Question

I'm confused over when a select is appropriate and when an apply is. I thought apply was a function or method application, thus

scala> val expr = u reify { Random.nextInt }
expr: reflect.runtime.universe.Expr[Int] = Expr[Int](Random.nextInt())

scala> u showRaw expr.tree
res0: String = Apply(Select(Ident(scala.util.Random), newTermName("nextInt")), List())

Is what I expect; an application of nextInt with an empty parameter list.

Also,

scala> val expr = u reify { Random.shuffle(List("sammy", "snake")) }
expr: reflect.runtime.universe.Expr[List[String]] = Expr[List[String]](Random.shuffle(List.apply("sammy", "snake"))(List.canBuildFrom))

scala> u showRaw expr.tree
res2: String = Apply(Apply(Select(Ident(scala.util.Random), newTermName("shuffle")), List(Apply(Select(Ident(scala.collection.immutable.List), newTermName("apply")), List(Literal(Constant("sammy")), Literal(Constant("snake")))))), List(Select(Ident(scala.collection.immutable.List), newTermName("canBuildFrom"))))

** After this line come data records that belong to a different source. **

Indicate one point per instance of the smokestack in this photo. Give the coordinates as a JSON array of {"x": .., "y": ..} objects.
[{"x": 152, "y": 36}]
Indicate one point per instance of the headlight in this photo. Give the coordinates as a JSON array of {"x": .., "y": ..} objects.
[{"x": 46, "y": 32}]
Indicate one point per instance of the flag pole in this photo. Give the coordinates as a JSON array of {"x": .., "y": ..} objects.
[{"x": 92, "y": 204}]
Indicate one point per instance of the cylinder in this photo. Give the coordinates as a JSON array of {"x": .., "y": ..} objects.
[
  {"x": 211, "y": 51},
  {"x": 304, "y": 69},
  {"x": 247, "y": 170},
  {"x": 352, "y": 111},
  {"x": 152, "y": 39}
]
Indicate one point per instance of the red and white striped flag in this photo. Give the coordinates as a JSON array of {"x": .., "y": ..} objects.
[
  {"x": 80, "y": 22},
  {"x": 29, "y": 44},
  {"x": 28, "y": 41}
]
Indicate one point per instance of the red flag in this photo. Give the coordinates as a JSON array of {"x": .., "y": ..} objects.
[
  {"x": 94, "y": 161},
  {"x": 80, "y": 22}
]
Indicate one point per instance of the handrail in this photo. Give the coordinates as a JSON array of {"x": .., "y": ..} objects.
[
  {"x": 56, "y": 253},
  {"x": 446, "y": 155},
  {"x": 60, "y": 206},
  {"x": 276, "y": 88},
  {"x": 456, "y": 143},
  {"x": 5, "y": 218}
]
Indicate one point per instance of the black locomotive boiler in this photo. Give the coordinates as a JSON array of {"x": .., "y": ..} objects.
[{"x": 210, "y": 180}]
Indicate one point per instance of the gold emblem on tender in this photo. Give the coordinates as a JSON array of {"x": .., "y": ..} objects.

Is again what I expected - an application of the shuffle method, with a list of strings.

However,

scala> val expr = u reify { Random.shuffle(List("sammy", "snake")).head }
expr: reflect.runtime.universe.Expr[String] = Expr[String](Random.shuffle(List.apply("sammy", "snake"))(List.canBuildFrom).head)

scala> u showRaw expr.tree
res1: String = Select(Apply(Apply(Select(Ident(scala.util.Random), newTermName("shuffle")), List(Apply(Select(Ident(scala.collection.immutable.List), newTermName("apply")), List(Literal(Constant("sammy")), Literal(Constant("snake")))))), List(Select(Ident(scala.collection.immutable.List), newTermName("canBuildFrom")))), newTermName("head"))

Is a Select on head. I'm confused because I would have thought that that outer node would be an application of head. Why is it a select when head is a method?

Is there a web page that details the difference between Select and Apply because I cannot find one.

Was it helpful?

Solution

The meaning of Select and Apply is purely syntactical.

Select(prefix, newTermName("member")) means prefix.member

Apply(prefix, List(arg1, arg2, ...)) means prefix(arg1, arg2, ...)

So techically, Random.nextInt is a Select, but the Scala typechecker wrapped it in an additional Apply because Random.nextInt is defined as a function that takes single, empty parameter list. In other words, this is a desugaring performed by the typechecker.

This isn't the case with List's head method. If you look at its definition, it takes no parameter lists:

def head: A

And that's why the typechecker does not wrap it in an Apply tree.

Summarizing - there is difference between methods that take single, empty parameter list and methods that take no parameter lists. As a syntactic sugar, Scala allows to call methods with single, empty parameter list as if they take no parameter lists (without any parens), but the typechecker will still add the Apply in such cases.

OTHER TIPS

In this case, trees precisely reproduce syntactic structure of Scala programs. Select corresponds to member selection, e.g. to foo.bar, whereas Apply stands for an application of an argument list, e.g. baz(1, 2, 3).

If we have an empty arglist method in Scala, e.g. def x() = ??? (or Random.nextInt()), then its invocation can be written both as a Select (corresponding to something.x) and an Apply(Select(...), Nil) (corresponding to something.x()), because both are valid Scala expressions.

If we have a nullary method in Scala, e.g. def y = ??? (or List.head), then its invocation can only be written as a Select (which corresponds to somethingElse.y). If we write Apply(Select(...), Nil), that would mean somethingElse.y(), which would stand for applying an empty argument list to the result of calling method y on somethingElse.